Similarly, to back up an API Gateway Analytics installation, you must back up files that have changed in the following directory:


For example, the following directories include API Gateway Analytics configuration, and will typically need to be backed up on a regular basis:


This backs up the API Gateway Analytics installation only. You must also back up the metrics database separately.

Back up databases and third-party systems

You must back up all databases and third-party systems used with API Gateway. For example, you can back a MySQL database by creating a dump file of the tables in use:

mysqldump -u root temp_backup > db_tables.dump

For more details, see the user documentation for your third-party system.

Disaster recovery plan and tests

To ensure that your backup and disaster recovery processes are successful, you should conduct full restoration tests on a regular basis. You must ensure that you can restore all required files as quickly and easily as possible.

To ensure this, your backup and disaster recovery plan should include key metrics for recovery points and recovery times for your real-world business processes (for example, creating a purchase order, booking a reservation, and so on).

Example of creating an API Gateway disaster recovery site

This simple example shows how to create a disaster recovery site from a backup of an API Gateway production deployment. It assumes that both the disaster recovery site and the primary production site have the same version of API Gateway installed. In this scenario, the disaster recovery site is a cold standby, and the configuration from production is replicated using a backup of production configuration.

Back up the production environment

To back up the production environment, perform the following steps.

  1. Browse to the directory where the API Gateway is installed (for example, /opt/apigateway).
  2. Tar or zip the following:
    • apigateway/groups
    • apigateway/conf
    • apigateway/system/conf/nodemanager.xml
    • apigateway/ext

If you want the API Gateway and Node Manager to start up automatically on the new host, you should also include /etc/init.d/vshell-*.

This includes separate startup scripts files for the Node Manager and API Gateway instances if an init.d script was created using managedomain during initial setup.

You can create these at any time using managedomain, and choosing option 2, Edit a host, for a Node Manager, or option 10, Add script or service for an existing local API Gateway. For more details, see Managedomain command reference.

For example, the following command creates a .tar file running from the root directory:

tar -cvf apigateway_backup.tar /opt/apigateway/conf /opt/apigateway/groups /opt/apigateway/system/conf/nodemanager.xml

The following example creates a .tar file containing the startup scripts running from the root directory:

tar -cvf startup_scripts.tar /etc/init.d/vshell-*

Copy to the disaster recovery site

To replicate to the disaster recovery site:

  1. Ensure that the files are tarred before copying because this preserves the permissions and ownership of the files.

  2. Copy the created .tar files from the primary production machine to the cold standby machine.

  3. Extract the files so that they are extracted in the same directories, overwriting existing files if necessary.

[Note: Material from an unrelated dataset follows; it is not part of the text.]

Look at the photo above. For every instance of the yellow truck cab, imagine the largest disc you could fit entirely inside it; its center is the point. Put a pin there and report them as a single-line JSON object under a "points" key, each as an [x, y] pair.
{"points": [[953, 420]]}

The following example extracts the files from the root directory:

    tar -C / -xvf apigateway_backup.tar
  4. The following is optional:

    tar -C / -xvf startup_scripts.tar
  5. When all the files are copied over and extracted successfully, you should be able to start the Admin Node Manager and API Gateway instances the same way as in primary production site running the same topology and configurations.

This example assumes that backups are collected on regular basis from the master node in the production site.

Further information

For details on how to back up and restore an Admin Node Manager for signing SSL certificates in an API Gateway domain, see Configure Admin Node Manager high availability.

For details on how to back and restore internal data stored in Apache Cassandra (for example, API Gateway KPS data or API Manager data), see Apache Cassandra backup and restore.